L'imperatore Augusto fece costruire l'arena nel I secolo a.C. per rafforzare il ruolo di Capua come importante colonia romana. La struttura fu poi rimaneggiata più volte e infine utilizzata come cava di pietra per altri edifici durante il Medioevo.
Il sito prende il nome dall'antica Capua, che sorgeva qui prima di essere abbandonata nel IX secolo. Oggi i visitatori attraversano passaggi e arcate conservati, immaginando come i gladiatori percorressero questi corridoi verso il combattimento.
Il complesso apre da martedì a domenica, con le prime ore del mattino in estate che offrono condizioni più fresche per la visita.
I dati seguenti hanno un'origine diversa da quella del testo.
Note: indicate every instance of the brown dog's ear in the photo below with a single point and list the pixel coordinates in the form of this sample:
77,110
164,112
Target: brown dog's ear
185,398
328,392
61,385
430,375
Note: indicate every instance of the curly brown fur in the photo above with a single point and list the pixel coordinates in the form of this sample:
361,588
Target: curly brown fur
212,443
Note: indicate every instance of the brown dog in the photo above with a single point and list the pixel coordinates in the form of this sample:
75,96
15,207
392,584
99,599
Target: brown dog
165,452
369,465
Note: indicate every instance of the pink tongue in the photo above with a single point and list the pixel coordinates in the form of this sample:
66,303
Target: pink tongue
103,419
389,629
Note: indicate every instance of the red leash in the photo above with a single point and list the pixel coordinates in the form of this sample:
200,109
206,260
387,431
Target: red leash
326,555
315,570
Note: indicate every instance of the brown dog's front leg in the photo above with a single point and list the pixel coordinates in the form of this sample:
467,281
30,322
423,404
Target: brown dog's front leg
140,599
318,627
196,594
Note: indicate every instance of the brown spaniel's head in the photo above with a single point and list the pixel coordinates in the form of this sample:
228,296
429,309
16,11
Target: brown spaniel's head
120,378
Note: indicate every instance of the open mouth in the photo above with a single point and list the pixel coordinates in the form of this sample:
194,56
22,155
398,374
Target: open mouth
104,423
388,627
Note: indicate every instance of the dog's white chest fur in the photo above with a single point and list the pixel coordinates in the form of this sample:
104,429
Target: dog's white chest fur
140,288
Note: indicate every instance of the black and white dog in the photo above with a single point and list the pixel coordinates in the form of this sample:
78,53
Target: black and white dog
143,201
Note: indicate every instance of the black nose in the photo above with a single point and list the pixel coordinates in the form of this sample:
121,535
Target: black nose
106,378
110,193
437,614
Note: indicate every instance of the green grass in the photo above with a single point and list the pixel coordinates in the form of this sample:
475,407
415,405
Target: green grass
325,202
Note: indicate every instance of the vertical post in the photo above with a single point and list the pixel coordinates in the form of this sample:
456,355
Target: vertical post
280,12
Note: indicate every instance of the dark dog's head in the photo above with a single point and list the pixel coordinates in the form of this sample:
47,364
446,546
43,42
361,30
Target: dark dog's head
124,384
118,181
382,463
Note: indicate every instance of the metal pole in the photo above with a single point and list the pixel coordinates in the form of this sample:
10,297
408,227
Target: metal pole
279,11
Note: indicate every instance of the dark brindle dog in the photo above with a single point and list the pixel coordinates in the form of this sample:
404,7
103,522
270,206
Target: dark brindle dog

Calzature robuste aiutano a percorrere i pavimenti irregolari e le scale nell'area sotterranea.
Sotto l'arena si trova un santuario dedicato al dio persiano Mitra del II secolo, completo di pitture murali e panche di pietra per i rituali. Questo raro ritrovamento mostra come soldati e mercanti romani portassero culti orientali nelle città italiane.